Isn’t polo for posh people?!
This is a very common misconception. While glamorous days, such as the Jaeger LeCoultre Gold Cup at Cowdray Park hit the headlines, polo is played regularly at a lower level at around 80 clubs across the country.
It is an extremely welcoming sport, with players from a range of backgrounds, interests and beliefs – the common denominator is their love of this addictive, exhilarating sport.

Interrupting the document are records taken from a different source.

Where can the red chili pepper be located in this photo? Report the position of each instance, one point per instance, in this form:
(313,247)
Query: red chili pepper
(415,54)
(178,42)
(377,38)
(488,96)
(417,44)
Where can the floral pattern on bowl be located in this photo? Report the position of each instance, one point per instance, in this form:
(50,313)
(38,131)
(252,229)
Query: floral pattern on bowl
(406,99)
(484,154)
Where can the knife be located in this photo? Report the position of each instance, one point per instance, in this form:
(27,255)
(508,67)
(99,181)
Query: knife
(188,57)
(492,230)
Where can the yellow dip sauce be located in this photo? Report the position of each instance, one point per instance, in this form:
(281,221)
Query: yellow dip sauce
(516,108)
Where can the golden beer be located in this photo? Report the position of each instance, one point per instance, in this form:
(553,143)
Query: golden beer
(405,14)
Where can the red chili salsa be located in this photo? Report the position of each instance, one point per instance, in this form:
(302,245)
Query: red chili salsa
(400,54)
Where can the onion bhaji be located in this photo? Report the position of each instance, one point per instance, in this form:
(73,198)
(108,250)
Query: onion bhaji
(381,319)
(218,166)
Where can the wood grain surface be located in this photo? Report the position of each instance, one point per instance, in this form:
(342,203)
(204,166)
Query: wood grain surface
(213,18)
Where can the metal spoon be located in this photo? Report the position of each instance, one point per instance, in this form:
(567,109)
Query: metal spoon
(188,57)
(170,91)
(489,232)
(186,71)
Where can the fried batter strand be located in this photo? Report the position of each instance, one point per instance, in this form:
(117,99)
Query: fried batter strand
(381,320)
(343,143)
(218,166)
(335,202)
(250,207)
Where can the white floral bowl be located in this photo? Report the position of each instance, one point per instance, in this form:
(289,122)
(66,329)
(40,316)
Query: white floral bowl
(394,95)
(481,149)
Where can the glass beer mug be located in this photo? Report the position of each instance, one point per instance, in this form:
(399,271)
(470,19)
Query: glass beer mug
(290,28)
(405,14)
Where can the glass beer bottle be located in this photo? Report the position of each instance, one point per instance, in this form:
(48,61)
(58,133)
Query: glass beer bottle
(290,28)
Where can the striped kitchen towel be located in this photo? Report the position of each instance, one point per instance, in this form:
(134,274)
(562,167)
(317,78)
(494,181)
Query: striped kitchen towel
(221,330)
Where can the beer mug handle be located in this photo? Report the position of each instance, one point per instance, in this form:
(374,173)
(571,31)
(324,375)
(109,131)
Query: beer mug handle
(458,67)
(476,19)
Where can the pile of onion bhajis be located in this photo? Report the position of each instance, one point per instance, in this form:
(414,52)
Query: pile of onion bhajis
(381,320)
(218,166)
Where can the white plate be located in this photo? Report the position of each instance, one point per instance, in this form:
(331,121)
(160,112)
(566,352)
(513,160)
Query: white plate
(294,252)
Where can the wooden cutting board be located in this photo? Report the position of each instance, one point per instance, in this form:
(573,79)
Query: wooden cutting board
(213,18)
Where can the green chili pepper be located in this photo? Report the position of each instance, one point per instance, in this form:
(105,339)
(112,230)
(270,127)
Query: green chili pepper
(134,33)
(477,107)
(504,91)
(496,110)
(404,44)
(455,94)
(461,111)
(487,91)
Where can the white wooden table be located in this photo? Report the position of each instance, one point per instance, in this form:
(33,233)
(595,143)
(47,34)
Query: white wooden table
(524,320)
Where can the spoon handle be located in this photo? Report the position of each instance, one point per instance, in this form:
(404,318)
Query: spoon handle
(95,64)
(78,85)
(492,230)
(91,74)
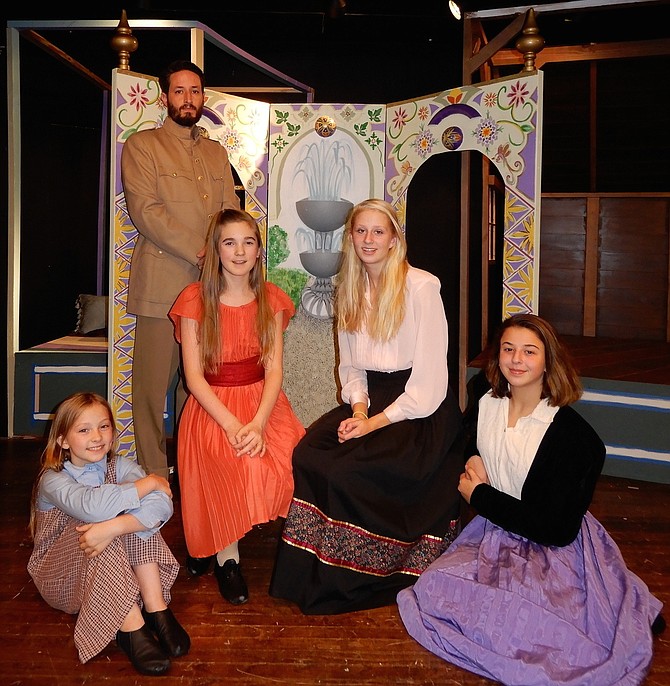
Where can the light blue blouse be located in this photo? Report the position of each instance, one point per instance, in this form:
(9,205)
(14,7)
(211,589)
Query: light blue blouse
(82,493)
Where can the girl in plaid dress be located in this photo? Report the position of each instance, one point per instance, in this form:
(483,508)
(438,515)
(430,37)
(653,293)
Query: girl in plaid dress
(98,552)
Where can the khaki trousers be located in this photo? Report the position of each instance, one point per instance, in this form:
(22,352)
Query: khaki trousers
(155,362)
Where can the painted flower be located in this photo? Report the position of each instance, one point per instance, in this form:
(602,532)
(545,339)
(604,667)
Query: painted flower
(490,99)
(138,97)
(400,119)
(487,131)
(374,141)
(279,143)
(305,114)
(502,154)
(423,145)
(454,96)
(347,113)
(518,94)
(231,140)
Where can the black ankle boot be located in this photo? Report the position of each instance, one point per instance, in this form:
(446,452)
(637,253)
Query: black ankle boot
(171,635)
(658,627)
(197,566)
(232,585)
(143,650)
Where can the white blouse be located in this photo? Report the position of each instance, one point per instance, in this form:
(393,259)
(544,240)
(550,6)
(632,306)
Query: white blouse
(421,344)
(508,452)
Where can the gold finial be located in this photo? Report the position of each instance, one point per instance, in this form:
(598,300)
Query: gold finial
(530,42)
(123,42)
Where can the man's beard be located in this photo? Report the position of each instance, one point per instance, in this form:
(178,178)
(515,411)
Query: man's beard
(187,118)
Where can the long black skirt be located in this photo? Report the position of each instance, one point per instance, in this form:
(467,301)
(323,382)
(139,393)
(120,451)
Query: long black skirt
(370,514)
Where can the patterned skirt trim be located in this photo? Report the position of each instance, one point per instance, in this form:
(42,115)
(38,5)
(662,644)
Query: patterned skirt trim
(342,544)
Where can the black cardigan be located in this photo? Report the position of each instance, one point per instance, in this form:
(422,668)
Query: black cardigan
(559,486)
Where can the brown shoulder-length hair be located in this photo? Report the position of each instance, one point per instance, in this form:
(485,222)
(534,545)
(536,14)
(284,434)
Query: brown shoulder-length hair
(561,384)
(213,278)
(55,455)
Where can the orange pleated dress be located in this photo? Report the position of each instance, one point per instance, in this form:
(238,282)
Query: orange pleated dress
(222,495)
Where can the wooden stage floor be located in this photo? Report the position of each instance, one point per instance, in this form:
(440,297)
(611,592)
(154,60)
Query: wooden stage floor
(266,641)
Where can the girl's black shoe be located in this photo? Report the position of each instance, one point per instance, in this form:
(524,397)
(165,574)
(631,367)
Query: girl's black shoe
(232,585)
(143,651)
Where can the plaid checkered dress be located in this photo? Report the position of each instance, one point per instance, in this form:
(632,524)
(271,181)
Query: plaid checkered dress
(100,590)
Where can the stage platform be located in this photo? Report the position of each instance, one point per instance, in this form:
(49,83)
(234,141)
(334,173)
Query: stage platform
(626,399)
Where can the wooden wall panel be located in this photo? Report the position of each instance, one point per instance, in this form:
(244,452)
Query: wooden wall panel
(632,294)
(562,256)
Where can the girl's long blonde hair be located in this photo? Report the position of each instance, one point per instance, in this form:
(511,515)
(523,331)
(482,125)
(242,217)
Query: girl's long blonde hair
(213,280)
(384,319)
(55,455)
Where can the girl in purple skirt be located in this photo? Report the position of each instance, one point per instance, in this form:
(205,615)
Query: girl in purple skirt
(534,590)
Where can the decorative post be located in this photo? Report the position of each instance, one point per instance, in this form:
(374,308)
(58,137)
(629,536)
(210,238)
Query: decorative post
(530,42)
(123,42)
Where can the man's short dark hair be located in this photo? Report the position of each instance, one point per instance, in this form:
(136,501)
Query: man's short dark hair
(179,65)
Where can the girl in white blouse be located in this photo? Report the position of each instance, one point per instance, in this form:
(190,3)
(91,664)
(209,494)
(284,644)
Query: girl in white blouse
(376,497)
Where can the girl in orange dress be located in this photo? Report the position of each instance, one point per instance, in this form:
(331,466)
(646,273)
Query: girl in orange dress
(237,430)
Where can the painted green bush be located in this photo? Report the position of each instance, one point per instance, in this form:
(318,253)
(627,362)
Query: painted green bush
(292,281)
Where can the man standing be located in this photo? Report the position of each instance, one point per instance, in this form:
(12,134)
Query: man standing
(174,179)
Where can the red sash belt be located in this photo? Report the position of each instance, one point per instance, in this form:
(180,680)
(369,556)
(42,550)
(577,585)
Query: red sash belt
(240,373)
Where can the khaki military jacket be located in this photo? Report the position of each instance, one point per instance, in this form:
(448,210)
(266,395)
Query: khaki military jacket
(174,181)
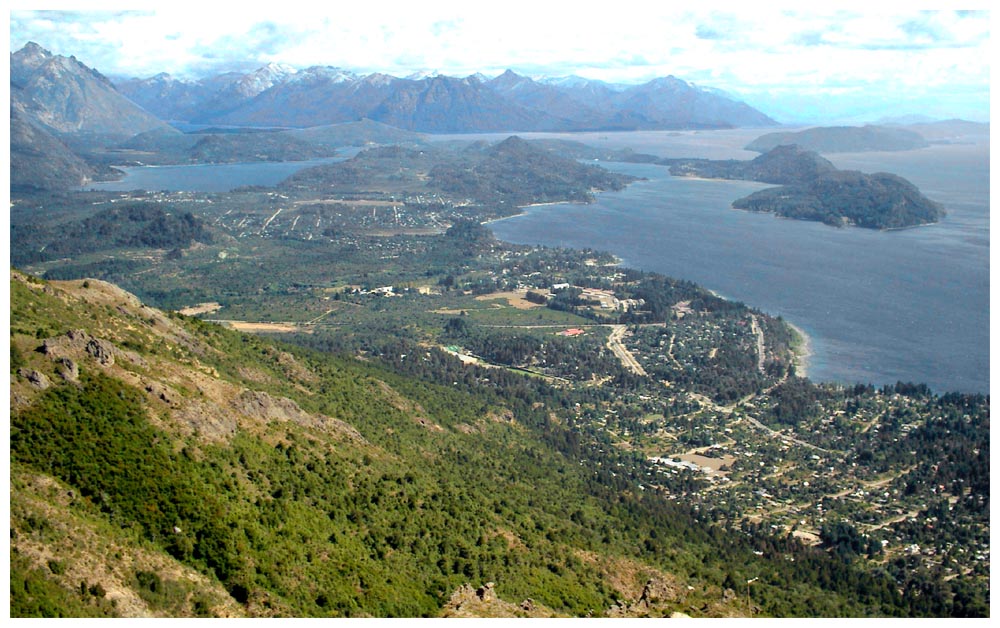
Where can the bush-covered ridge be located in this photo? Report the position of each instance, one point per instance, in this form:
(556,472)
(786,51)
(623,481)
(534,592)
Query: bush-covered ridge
(440,484)
(813,189)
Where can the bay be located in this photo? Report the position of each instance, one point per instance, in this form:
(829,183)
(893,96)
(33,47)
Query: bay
(879,307)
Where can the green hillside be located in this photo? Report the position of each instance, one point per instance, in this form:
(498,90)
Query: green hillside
(164,466)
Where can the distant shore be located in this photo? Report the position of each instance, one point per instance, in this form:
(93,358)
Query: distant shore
(802,350)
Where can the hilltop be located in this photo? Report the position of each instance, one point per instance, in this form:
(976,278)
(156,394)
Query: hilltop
(812,188)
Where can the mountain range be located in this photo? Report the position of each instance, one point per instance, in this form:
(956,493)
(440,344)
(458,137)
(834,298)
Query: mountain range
(277,95)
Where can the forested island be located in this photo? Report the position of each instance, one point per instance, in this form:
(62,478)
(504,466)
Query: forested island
(595,403)
(812,188)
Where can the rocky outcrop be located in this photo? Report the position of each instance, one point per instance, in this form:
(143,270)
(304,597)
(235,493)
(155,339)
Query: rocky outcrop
(468,601)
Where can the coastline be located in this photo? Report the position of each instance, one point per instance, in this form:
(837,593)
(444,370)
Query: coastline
(801,350)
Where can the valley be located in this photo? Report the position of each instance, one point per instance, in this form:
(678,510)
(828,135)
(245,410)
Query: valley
(337,393)
(695,396)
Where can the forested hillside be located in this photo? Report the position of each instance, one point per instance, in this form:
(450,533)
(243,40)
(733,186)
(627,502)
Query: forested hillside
(161,465)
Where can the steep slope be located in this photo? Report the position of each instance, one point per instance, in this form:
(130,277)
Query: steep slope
(40,160)
(176,468)
(69,98)
(672,103)
(844,139)
(434,103)
(447,105)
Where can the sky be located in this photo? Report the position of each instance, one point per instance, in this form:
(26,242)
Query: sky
(844,62)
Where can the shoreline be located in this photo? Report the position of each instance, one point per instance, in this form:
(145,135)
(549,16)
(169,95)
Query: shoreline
(801,350)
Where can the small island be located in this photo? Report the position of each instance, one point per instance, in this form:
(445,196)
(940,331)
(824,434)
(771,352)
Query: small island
(843,139)
(812,188)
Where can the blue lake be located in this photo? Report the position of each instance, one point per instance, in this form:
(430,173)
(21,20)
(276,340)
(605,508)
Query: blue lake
(910,305)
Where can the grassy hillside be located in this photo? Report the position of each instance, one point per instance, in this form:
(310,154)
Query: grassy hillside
(163,466)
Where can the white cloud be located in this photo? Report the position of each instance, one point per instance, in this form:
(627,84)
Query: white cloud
(741,49)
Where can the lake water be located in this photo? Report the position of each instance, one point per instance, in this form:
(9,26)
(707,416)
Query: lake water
(910,305)
(879,307)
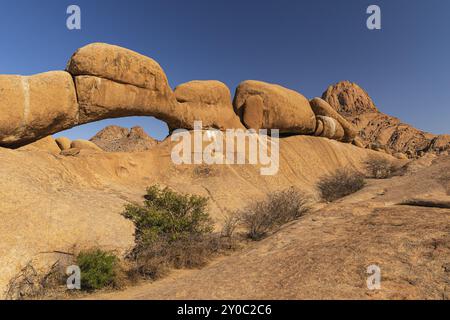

There are a number of options and a variety of polo clubs to suit most budgets. Polo is divided into three levels: low, medium and high goal. Low goal offers a cheaper entry-level standard, while high goal is the fastest and most expensive to enter/run a team.
What gear do I need?
If you start at Cowdray Park you simply need comfortable clothes (jeans are fine). You will be given a pony, boots, hat and stick and away you go. If you become a real polo addict and play in the top teams, the smartest fashion houses will kit you out and an Oakley horsebox will provide your home from home.
How experienced a rider do you need to be?
The riding aids in polo are quite different from traditional English riding, however the polo ponies are kind and forgiving. We welcome riders and non-riders for polo lessons. Clients never cease to be amazed by how responsive the ponies are.
How big are the polo ponies?
Traditionally polo ponies were under 15hh and of Argentine origin (quarter horse X Gaucho pony). As the game has developed and RoR (Retraining of Racehorses) has become more important in the industry, thoroughbreds are now the most common breed. So 16hh ‘polo ponies’ are not uncommon. The little ponies are very nifty, while thoroughbreds have increased the pace of the game. Participants need to be fit and suitable for these fine horses, in the interest of their welfare.
Where can I take lessons?
Cowdray Park’s Polo Academy is a great place to learn. Former England International and 8 goal player Alan Kent heads up the academy, and all the coaches have played polo professionally. For more information visit our website. If Cowdray is too far away, check the governing body’s website for a more local option.
How long before I can start playing a game?
This depends on your dedication, determination and hand-to-eye co-ordination. At Cowdray we aim for ten lessons before you launch into instructional chukkas.
Are there beginner games I can play in?
We have established a careful formula to nurture players at grassroots level at Cowdray Park. Once you have mastered our instructional chukkas, you are gently integrated into the club, playing with more established players. The advent of the ‘New Yorker Beer Weekend Polo’ enables professional players, amateur players and novice players to compete in mixed teams, put together by the club.
What is the handicap system?
The handicap system is key to the game. Beginners start as ‘S’ for ‘Starter’. Once their instructor deems them safe and they have passed a short written test, which is the equivalent of the polo highway code, they progress to -2 and are free to play in matches.
A handicap committee at each club discusses a player’s progress and results, and then decide a suitable handicap. A handicap of 0 is perfectly respectable for any amateur player and 10 is the highest handicap awarded. There are just six registered 10 goal players in the UK this season and approximately 3,000 players.
It is the total number of handicaps in a team of four that determines the level of polo played. The lowest level of polo possible is -8 ( 4 x -2), and the highest possible is 40 goal (4 x 10). Low goal polo is defined as -8 to 8 goal, medium 12 to 15 goal and high goal 18+.